Il ultima stagione di Anthony Bourdain: Parti sconosciute è stato presentato in anteprima sulla CNN domenica scorsa e, sebbene non sia l'episodio finale, la prima è stata l'ultima puntata da presentare La narrazione inconfondibile di Bourdain. Girato in location in Kenya, un particolare estratto ha i fan del compianto personaggio televisivo in lacrime.
Nella clip, Bourdain, che si è suicidato all'inizio di quest'anno, ha parlato con il comico W. Kamau Bell su quanto sia stato fortunato a fare quello che fa per vivere.
"Mi pizzico, cazzo, perché non posso credere di poter fare questo o vedere questo, mai, o che lo farei mai", ha detto Bourdain mentre pensava al suo successo in tarda età. Perché a 44 anni, inzuppando patatine fritte, sapevo con assoluta certezza che non avrei mai e poi mai visto la Roma e tanto meno questa”.

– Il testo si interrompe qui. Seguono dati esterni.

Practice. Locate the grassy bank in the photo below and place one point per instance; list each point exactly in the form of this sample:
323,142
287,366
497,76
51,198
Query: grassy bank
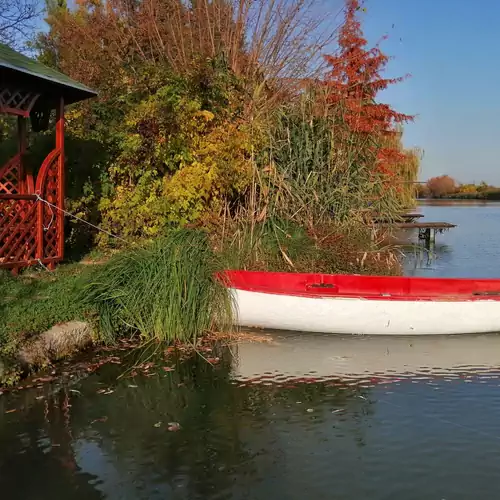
36,300
166,290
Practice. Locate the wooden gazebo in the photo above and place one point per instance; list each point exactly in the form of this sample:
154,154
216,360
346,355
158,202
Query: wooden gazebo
31,216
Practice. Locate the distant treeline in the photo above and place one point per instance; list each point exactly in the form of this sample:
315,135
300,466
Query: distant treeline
446,187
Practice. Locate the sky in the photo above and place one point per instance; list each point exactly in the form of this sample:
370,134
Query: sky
451,49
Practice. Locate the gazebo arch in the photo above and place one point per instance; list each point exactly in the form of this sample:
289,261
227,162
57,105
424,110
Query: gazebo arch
31,230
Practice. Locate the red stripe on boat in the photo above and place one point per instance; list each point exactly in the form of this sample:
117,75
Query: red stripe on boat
367,287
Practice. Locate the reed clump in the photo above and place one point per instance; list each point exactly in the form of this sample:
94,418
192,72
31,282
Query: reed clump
165,291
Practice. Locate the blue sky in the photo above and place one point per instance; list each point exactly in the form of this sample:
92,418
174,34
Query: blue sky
451,49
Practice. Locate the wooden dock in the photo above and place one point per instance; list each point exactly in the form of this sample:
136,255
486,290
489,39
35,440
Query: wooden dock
426,230
400,218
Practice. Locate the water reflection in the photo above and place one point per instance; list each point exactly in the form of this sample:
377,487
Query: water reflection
299,415
419,258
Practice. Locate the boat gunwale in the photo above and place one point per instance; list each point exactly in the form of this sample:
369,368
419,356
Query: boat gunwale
236,280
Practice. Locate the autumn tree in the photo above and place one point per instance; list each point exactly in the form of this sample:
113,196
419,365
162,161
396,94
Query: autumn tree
369,131
17,20
441,186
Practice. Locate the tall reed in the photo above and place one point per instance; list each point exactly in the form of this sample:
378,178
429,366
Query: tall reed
166,291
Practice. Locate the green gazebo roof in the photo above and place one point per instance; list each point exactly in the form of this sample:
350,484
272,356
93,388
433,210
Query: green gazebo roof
21,71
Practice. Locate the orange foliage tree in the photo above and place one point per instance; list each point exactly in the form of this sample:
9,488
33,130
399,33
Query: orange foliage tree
352,84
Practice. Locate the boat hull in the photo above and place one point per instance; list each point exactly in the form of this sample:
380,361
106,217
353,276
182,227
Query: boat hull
354,315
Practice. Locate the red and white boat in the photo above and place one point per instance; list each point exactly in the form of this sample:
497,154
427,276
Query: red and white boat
370,305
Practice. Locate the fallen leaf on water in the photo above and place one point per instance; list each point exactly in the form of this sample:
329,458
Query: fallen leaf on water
102,419
43,379
174,426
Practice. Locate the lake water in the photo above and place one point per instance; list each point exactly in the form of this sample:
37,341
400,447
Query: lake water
284,416
471,250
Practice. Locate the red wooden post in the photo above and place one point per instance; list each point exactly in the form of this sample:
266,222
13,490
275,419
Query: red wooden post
21,138
60,177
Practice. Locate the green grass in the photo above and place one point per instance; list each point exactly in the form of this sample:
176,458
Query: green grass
165,291
37,300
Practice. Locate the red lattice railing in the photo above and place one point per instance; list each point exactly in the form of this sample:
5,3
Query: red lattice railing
17,102
31,229
10,176
18,230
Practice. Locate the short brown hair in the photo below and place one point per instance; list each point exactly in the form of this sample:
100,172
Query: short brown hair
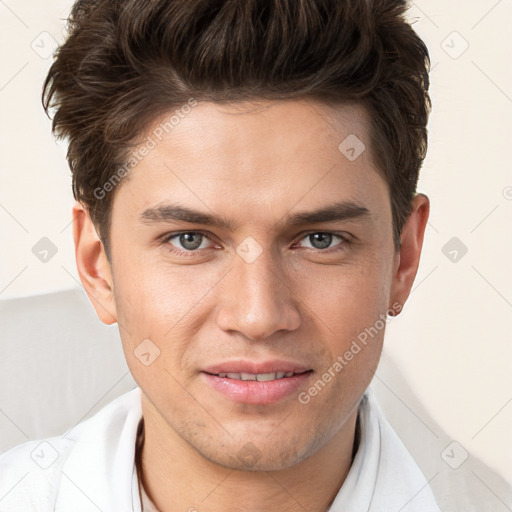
125,62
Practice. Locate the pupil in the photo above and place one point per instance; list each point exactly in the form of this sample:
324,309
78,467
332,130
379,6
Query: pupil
187,240
320,240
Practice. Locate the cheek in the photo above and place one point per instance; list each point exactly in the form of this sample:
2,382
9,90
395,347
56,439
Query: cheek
348,299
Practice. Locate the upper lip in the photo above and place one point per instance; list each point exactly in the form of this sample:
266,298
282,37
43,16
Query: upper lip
241,366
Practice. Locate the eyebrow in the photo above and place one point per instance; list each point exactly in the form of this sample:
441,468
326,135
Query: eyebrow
345,210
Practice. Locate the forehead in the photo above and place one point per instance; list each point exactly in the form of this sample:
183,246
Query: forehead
256,158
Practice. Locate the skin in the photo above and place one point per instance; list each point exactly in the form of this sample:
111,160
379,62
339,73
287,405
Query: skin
254,165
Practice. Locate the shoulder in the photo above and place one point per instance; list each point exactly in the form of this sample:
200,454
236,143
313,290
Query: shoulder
32,474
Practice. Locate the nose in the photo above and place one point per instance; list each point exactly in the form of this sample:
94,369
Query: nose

La parte più triste della narrazione è arrivata verso la fine dell'episodio, quando Bourdain stava riflettendo su cosa ne sarà delle nostre storie quando avremo finito di viverle, e alla fine ci siamo chiesti chi dovrebbe raccontarle.
“Chi può raccontare le storie? Questa è una domanda che viene posta spesso. La risposta, in questo caso, nel bene e nel male, è sì. Almeno questa volta fuori. Faccio del mio meglio. Io guardo; Ascolto. Ma alla fine lo so è la mia storia. Non di Kamau. Non del Kenya o dei keniani.' Quelle storie devono ancora essere ascoltate", ha detto.
Bourdain aveva un talento per essere un viaggiatore premuroso. A differenza di molte persone che riescono a fare quello che ha fatto per vivere, Bourdain ha sempre posto le domande davvero impegnative sul suo posto in tutto questo. Ecco perché la citazione colpisce così forte. Da un lato, sembra che Bourdain stia dicendo che gli sono rimaste un milione di storie in più, ma dall'altro d'altra parte, è un tacito riconoscimento del fatto che una parte di lui si stava lasciando andare e permetteva agli altri di raccontare la propria storie.